Raux Mathieu, Ray Patrick, Prella Maura, Duguet Alexandre, Demoule Alexandre, Similowski Thomas
Assistance Publique-Hôpitaux de Paris, Laboratoire de Physiopathologie Respiratoire, Service de Pneumologie, Groupe Hospitalier Pitié Salpétrière, Paris, France.
Anesthesiology. 2007 Nov;107(5):746-55. doi: 10.1097/01.anes.0000287005.58761.e8.

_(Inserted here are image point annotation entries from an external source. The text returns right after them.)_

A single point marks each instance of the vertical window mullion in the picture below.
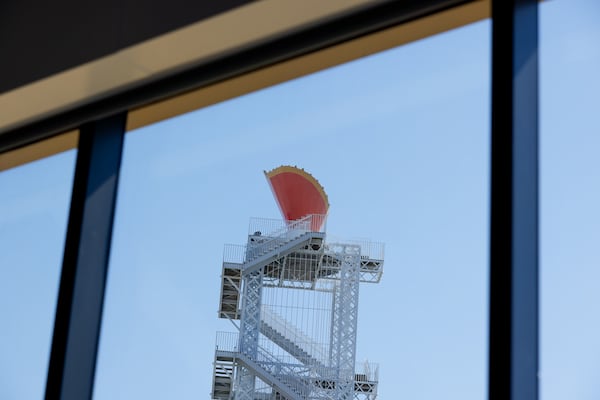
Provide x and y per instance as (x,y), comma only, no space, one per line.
(85,261)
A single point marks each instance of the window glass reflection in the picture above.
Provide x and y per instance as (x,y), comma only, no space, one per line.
(34,208)
(399,140)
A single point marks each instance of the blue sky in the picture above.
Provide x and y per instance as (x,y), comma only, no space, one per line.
(400,141)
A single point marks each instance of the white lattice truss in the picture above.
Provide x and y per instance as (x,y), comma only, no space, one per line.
(298,310)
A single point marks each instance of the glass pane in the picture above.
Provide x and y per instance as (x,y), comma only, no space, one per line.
(34,208)
(570,217)
(400,142)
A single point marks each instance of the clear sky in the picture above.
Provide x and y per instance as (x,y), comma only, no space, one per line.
(400,141)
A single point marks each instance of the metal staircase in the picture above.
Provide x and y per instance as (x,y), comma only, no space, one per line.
(270,349)
(222,377)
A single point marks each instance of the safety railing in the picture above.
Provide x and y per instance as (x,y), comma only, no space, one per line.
(367,372)
(228,341)
(234,253)
(368,250)
(277,239)
(273,227)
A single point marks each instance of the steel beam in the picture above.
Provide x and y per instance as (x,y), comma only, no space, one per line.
(513,351)
(85,262)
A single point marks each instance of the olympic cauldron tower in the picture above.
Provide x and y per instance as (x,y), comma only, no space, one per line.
(295,295)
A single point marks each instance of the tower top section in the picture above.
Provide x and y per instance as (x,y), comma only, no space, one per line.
(297,193)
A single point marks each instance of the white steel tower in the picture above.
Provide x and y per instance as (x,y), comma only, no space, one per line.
(295,295)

Mechanical ventilation is delivered to sedated patients during anesthesia, but also to nonsedated patients (ventilator weaning, noninvasive ventilation). In these circumstances, patient-ventilator asynchrony may occur, provoking discomfort and unduly increasing work of breathing. In certain cases, it is associated with an increased inspiratory load. Inspiratory loading in awake humans activates the premotor cortical regions, as illustrated by the occurrence of electroencephalographic premotor potentials. In normal humans during noninvasive ventilation, the authors used an experimental model of patient-ventilator asynchrony to determine whether premotor cortical activation occurs in this setting.
Noninvasive pressure support ventilation was administered to seven healthy volunteers aged 22-27 yr with continuous electroencephalographic recordings in Cz. The ventilator settings were first adjusted to make the subjects feel comfortable ("comfort"), and then modified to induce respiratory "discomfort" (evaluated on a 10-cm visual analog scale). This was achieved by setting the ventilator to a higher trigger level, reducing the slope of the pressure support rise, and reducing the level of pressure support. The settings were finally brought back to their initial values. To identify a respiratory-related premotor activity, a minimum of 80 preinspiratory electroencephalographic epochs were averaged.
Altering ventilator settings induced respiratory discomfort (average visual scale 4 [1.5-6.0] vs. 0 [0-1.0] cm during "comfort"; P < 0.0001). This was associated with premotor potentials in all cases, which disappeared upon return to "comfort."
This study indicates that "ventilator fighting" in healthy humans is associated with an activation of higher cerebral areas. Premotor potentials could thus be markers of patient-ventilator asynchrony at the brain level. Both corroboration in patients and the elucidation of the causative or reactive nature of the association are needed before determining clinical implications.
机械通气用于麻醉期间的镇静患者,但也用于非镇静患者(呼吸机撤机、无创通气)。在这些情况下,可能会出现患者-呼吸机不同步,引发不适并过度增加呼吸功。在某些情况下,它与吸气负荷增加有关。清醒人类的吸气负荷会激活运动前皮质区域,脑电图运动前电位的出现就说明了这一点。在正常人类进行无创通气期间,作者使用患者-呼吸机不同步的实验模型来确定在这种情况下是否会发生运动前皮质激活。
对7名年龄在22 - 27岁的健康志愿者进行无创压力支持通气,并在Cz处进行连续脑电图记录。首先调整呼吸机设置以使受试者感到舒适(“舒适”状态),然后进行修改以诱发呼吸“不适”(通过10厘米视觉模拟量表评估)。这是通过将呼吸机设置为更高的触发水平、降低压力支持上升的斜率以及降低压力支持水平来实现的。最后将设置恢复到初始值。为了识别与呼吸相关的运动前活动,对至少80个吸气前脑电图时段进行平均。
改变呼吸机设置会诱发呼吸不适(“不适”状态下平均视觉量表评分为4[1.5 - 6.0]厘米,而“舒适”状态下为0[0 - 1.0]厘米;P < 0.0001)。在所有情况下,这都与运动前电位相关,恢复到“舒适”状态时运动前电位消失。
本研究表明,健康人类的“呼吸机对抗”与大脑高级区域的激活有关。因此,运动前电位可能是大脑水平上患者-呼吸机不同步的标志物。在确定临床意义之前,需要在患者中进行进一步证实,并阐明这种关联的因果或反应性质。